Enjoy a walk or a cycle, chill in the sun and give Fife a wave.
27. Cramond Beach
Cramond Beach is the lesser-known beach in Edinburgh but that doesn’t mean it is quiet on weekends.
Turn right at the bottom of Leith Walk, past Newhaven and Granton until you reach the beach car park.
There’s more than just the beach! Turn the corner to the Cramond Boat Club moorings at the mouth of the River Almond.

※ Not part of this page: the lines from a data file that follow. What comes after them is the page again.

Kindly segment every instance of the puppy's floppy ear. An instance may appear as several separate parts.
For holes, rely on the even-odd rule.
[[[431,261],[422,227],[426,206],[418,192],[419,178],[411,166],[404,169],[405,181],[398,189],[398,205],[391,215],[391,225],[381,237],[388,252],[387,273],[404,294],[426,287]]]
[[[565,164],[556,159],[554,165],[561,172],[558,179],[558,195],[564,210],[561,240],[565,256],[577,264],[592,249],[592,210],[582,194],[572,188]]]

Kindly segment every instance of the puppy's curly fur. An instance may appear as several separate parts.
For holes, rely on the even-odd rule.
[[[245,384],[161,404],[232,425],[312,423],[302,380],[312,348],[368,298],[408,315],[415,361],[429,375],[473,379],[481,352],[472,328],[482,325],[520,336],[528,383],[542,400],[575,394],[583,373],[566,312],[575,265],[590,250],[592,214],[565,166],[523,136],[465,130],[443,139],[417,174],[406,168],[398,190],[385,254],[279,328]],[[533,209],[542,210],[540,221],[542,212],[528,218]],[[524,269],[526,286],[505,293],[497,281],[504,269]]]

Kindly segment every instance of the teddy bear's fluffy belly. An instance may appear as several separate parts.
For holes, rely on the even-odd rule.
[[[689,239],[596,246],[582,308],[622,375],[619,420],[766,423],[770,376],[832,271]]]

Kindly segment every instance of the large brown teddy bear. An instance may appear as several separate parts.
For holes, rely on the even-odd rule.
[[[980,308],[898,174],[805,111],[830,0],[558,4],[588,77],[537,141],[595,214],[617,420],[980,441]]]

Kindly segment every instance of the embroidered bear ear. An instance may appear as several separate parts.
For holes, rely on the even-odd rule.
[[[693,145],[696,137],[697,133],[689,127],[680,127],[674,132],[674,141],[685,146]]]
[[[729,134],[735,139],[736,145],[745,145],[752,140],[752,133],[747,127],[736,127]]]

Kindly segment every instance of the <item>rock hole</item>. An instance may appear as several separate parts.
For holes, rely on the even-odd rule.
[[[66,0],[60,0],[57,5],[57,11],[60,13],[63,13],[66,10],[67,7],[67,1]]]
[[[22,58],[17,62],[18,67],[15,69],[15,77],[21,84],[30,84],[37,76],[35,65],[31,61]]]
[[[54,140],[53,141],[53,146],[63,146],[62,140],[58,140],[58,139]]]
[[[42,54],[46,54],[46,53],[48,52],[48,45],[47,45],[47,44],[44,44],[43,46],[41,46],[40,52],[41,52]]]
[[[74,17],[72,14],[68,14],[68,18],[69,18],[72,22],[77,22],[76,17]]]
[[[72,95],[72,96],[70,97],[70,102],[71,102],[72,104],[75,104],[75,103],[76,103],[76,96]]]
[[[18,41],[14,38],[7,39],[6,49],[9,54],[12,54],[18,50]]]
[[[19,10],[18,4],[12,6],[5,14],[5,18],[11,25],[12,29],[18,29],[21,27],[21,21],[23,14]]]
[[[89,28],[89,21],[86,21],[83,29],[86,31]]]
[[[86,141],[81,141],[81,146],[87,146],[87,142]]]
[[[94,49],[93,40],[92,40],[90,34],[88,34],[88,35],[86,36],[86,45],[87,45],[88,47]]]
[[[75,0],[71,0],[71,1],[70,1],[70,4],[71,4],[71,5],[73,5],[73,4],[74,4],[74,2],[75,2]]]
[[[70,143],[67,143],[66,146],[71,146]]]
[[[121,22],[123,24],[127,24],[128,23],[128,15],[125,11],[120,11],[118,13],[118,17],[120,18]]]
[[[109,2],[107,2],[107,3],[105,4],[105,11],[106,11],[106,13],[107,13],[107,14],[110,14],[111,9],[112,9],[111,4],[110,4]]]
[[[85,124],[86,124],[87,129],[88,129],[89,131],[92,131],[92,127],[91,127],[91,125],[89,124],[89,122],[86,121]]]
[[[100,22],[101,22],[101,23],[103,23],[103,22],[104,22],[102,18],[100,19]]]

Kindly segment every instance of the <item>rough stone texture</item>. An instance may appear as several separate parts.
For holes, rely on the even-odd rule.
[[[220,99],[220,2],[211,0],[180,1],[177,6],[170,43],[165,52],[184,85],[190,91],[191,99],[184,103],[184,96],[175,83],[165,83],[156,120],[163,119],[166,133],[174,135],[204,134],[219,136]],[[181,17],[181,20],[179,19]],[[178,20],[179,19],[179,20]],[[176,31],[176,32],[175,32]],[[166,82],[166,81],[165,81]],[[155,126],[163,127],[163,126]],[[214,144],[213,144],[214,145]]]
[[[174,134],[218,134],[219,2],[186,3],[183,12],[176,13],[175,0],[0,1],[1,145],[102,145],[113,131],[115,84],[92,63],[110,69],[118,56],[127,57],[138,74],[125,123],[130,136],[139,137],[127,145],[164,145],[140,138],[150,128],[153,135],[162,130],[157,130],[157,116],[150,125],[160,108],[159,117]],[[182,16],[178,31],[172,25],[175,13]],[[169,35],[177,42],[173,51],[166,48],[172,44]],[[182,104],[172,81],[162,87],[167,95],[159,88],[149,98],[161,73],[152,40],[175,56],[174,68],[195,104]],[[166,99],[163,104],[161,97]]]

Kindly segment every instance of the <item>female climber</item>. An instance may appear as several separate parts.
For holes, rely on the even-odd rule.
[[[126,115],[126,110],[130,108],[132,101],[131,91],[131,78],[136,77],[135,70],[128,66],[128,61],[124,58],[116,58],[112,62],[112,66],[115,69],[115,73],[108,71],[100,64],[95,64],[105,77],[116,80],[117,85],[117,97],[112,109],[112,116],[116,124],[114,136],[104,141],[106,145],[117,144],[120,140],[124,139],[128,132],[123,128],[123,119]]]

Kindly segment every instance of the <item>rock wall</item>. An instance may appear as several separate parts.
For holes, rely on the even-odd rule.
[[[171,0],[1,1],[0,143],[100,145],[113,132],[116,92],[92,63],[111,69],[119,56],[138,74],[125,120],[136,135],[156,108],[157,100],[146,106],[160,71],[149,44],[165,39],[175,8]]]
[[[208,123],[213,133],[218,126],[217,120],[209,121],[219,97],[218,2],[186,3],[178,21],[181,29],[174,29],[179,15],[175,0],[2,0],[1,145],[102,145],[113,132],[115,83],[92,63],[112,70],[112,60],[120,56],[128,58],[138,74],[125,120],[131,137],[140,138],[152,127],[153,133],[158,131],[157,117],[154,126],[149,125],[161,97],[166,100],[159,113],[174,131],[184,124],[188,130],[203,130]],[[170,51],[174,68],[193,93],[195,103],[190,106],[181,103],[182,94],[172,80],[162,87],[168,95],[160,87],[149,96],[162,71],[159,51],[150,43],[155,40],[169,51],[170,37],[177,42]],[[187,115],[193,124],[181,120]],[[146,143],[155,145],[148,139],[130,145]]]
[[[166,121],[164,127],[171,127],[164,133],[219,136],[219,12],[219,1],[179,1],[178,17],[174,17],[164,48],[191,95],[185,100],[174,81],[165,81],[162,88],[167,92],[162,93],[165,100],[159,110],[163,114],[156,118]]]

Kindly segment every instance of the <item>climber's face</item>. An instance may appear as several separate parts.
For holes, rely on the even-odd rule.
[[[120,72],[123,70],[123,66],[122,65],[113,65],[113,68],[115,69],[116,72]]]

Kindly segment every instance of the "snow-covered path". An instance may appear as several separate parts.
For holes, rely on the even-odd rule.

Head past the fish ladder. The wooded path ends at the busy A90 where you can catch a bus back to the city centre.
This was one of my favourite weekend walking routes when I lived in Leith.
28. Cramond Island
You can even walk to Cramond Island from the beach but the tide pattern must be observed.
For low tide times text Cramond to 81400.
There is a free car park at Cramond Beach but spaces are limited.
→ Read Next | Beautiful Beaches in Edinburgh
29. Silverknowes Beach
Just before you reach Cramond you will see Silverknowes Beach.
A popular spot for a coffee at the Boardwalk Beach Club.
30. Free Walking Tours and Events
Although coined ‘free walking tours Edinburgh’ free tours are never free.
It is expected that you pay a donation at the end of the tour to show gratitude to your guide.
So if you’re looking for an affordable walking tour you can certainly find many themes from New Town tours to Harry Potter.
We’ve done the Harry Potter tour over Zoom video call and it is a must for muggles!
If you are visiting in August you are in for a treat as there is a whole schedule of free Festival Fringe events!
31. Test Your Knowledge at a Pub Quiz
Check out our guide for some of the best pub quizzes in Edinburgh. Some have no entry fee – and maybe you could get your mates to buy all the drinks!